Al-Benazzi still had phone reception, couldn’t quite believe the authorities hadn’t shut down the local transmitters yet, but it wouldn’t be long. He called the leader on the ground in Salford; if he and the others were going to die here they wanted to know whether the other part of the operation was proceeding with equal success. It was. Entry had been gained to all three buildings, although many employed there had managed to escape from the multiplicity of exits, too many for even fifty brothers to seal off. Nevertheless, there was no shortage of targets, the studio and subsidiary office building had been set alight, the teams employed there still scouring the buildings and then attacking neighbouring offices. Keep moving was the plan, don’t let the security forces pin you down, while the other team secures and holds the main building. Hostages were plentiful: it would be protracted. Security forces were arriving now, armed police, but at present they were heavily out-gunned and had pulled back to await reinforcements, allowing his comrades to expand the area under control. His brother there was confident they could outlast his team, said he could await him in paradise.

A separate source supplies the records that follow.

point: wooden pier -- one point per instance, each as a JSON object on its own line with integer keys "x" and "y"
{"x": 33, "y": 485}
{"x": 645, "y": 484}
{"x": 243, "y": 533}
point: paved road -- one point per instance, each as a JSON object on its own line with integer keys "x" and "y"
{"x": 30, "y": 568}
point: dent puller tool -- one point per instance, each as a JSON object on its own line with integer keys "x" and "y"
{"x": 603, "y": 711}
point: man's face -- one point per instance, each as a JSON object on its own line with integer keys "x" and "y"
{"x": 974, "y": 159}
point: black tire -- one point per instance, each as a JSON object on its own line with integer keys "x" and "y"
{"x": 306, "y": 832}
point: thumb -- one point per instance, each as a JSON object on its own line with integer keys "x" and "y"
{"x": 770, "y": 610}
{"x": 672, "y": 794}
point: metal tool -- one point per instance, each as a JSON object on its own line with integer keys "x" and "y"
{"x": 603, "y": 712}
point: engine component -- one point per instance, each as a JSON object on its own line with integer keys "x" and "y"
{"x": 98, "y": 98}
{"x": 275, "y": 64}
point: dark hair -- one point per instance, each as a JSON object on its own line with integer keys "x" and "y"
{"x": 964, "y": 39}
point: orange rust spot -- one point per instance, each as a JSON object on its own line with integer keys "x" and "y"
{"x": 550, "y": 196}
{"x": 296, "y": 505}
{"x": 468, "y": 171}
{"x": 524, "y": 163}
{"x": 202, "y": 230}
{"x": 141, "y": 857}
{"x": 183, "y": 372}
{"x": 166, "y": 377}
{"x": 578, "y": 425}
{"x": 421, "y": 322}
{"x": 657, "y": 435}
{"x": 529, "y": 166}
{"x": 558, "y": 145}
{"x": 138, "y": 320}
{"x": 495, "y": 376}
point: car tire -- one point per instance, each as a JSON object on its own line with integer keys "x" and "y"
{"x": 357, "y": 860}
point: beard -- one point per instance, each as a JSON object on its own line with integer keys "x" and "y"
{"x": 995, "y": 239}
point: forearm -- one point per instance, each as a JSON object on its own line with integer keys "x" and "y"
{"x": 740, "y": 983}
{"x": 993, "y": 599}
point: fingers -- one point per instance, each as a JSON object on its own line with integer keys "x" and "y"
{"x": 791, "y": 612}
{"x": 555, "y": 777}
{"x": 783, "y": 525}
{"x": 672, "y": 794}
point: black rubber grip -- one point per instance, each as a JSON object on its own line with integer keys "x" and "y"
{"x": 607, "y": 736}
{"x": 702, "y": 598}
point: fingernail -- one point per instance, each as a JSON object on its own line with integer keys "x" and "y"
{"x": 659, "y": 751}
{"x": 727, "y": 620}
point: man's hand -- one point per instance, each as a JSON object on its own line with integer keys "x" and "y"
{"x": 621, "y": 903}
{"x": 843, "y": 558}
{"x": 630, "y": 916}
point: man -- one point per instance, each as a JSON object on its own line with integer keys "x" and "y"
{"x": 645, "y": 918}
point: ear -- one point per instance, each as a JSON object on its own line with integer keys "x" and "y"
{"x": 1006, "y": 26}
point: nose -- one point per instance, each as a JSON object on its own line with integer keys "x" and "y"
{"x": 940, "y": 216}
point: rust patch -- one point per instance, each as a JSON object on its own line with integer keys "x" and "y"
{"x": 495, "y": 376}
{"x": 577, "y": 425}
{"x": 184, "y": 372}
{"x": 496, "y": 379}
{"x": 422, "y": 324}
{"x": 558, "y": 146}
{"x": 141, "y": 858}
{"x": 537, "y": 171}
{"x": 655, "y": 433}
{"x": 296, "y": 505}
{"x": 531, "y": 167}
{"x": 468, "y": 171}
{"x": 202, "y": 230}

His own team were starting to take some casualties, not least the two on the roof; it was too dangerous to stay up there now, out in the open. Another had been shot by a sniper through a window, but no sign of an imminent assault. Good, his men would be more prepared and would have completed seizing the building in another thirty minutes, but disappointing because a rushed and chaotic intervention would generate greater losses for the enemy’s armed forces, would be more spectacular. He checked the radio detonator for the van bomb parked half in reception, not that the security forces would come in that way, too obvious, exposed; he just hoped they couldn’t jam all radio signal frequencies here; perhaps he should blow it now. Indecision was biting him, wait a bit, that might help to restore the initiative to us, it will drift away with time otherwise.